Er setzte sich wieder vor die Tastatur. Die Tasten unter seinen Fingerkuppen fühlten sich merkwürdig kalt an. Es waren keine Verliebten die nach Berührung hungerten. Eher kam er sich wie ein Abhängiger vor. Er war süchtig seinen Gedanken ein Gewand anzulegen. Greifbar. Es war in dieser Nacht wieder genauso wie in den Nächten davor. Leere. Er starrte seine Finger an. Wollte sie in Gedanken dazu zwingen, doch endlich zu beginnen. Endlich die Führung zu übernehmen. Erst dann könnte er sich frei fühlen und ins Bett gehen, um die Nacht zu umarmen.

Nichts.
Er holte tief Luft, lehnte sich zurück und zündete sich eine Zigarette an. Langsam stieg der Qualm die Zimmerdecke entgegen. Der Versuch der aufsteigenden Panik einfach nachzugeben war ihm zu billig. Vorhersehbar. Natürlich saß ihm der Verlag im Nacken. Die letzten Verkaufszahlen waren auch wirklich sehenswert gewesen. Sämtliche Kritiker hatten ihn hoch gelobt. Danach diverse Talkshows. Am liebsten hätte er jedoch genau diese Auftritte vermieden, denn einen Moderator intellektuell besser aussehen zu lassen und das auf seine Kosten, war ihm einfach zuwider.

Wie einfach war es vorher gewesen. Er schrieb für sich und auch aus sich hinaus.
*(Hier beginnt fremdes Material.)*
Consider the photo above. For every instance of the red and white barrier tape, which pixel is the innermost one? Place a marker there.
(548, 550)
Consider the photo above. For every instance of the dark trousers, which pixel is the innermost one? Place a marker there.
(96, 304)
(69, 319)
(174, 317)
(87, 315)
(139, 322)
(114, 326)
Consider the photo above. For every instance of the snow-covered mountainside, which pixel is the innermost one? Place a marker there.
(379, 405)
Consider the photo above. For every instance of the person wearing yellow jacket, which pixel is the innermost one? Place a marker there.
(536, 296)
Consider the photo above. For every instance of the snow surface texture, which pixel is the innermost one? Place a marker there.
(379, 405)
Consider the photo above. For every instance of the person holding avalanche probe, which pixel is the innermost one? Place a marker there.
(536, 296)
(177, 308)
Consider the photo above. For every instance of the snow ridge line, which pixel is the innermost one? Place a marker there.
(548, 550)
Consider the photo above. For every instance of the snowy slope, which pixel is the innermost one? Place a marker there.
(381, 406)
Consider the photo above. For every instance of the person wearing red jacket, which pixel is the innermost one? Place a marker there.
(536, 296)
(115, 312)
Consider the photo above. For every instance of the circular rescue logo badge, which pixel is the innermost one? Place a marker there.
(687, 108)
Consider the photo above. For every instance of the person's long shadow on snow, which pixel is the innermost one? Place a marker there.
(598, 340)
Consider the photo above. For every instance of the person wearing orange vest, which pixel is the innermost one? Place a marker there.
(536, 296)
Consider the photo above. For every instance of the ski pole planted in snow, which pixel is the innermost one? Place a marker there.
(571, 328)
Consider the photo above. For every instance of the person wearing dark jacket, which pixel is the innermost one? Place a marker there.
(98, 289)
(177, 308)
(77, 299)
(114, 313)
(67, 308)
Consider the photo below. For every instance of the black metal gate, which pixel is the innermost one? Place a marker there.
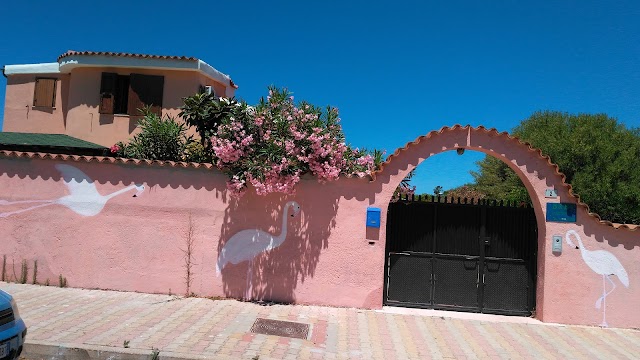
(461, 255)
In einer schwachen Minute hatte er sein erstes Manuskript in einen gefütterten Umschlag gesteckt und weggeschickt. Die Chancen waren vernichtend gering und doch wollte er die Sache in seinen Augen "rund" machen. Zwei Wochen später steckte dann nicht der erwartete Serienbrief in seinem Briefkasten sondern eine sehr wohlwollende Zusage. Er hatte den Brief, ohne ihn richtig wahrzunehmen auf die Fensterbank gelegt und ihn nach drei Tagen schließlich vergessen. Der Verlag aber ließ nicht locker und schrieb ihm einen zweiten Brief. Voll mit Statistiken, Markterwartungen und Autorenbeteiligung in Aussicht gestellt. Schließlich stimmte er zu.
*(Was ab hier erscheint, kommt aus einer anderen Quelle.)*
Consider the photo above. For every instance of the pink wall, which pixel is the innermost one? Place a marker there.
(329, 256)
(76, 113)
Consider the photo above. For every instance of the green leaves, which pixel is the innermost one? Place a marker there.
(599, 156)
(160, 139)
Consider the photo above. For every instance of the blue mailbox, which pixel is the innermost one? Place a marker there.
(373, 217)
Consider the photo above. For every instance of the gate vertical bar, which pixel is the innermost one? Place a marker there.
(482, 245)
Kaum ein halbes Jahr später lag sein erstes Buch dann vor ihm. Der Einband gefiel ihm überhaupt nicht. Die Illustration war in schreienden Farben gehalten. Gefehlt hatte nur noch ein grellroter Aufkleber mit der Aufschrift "Kauf mich!". Egal, es war sowieso nicht rückgängig zu machen.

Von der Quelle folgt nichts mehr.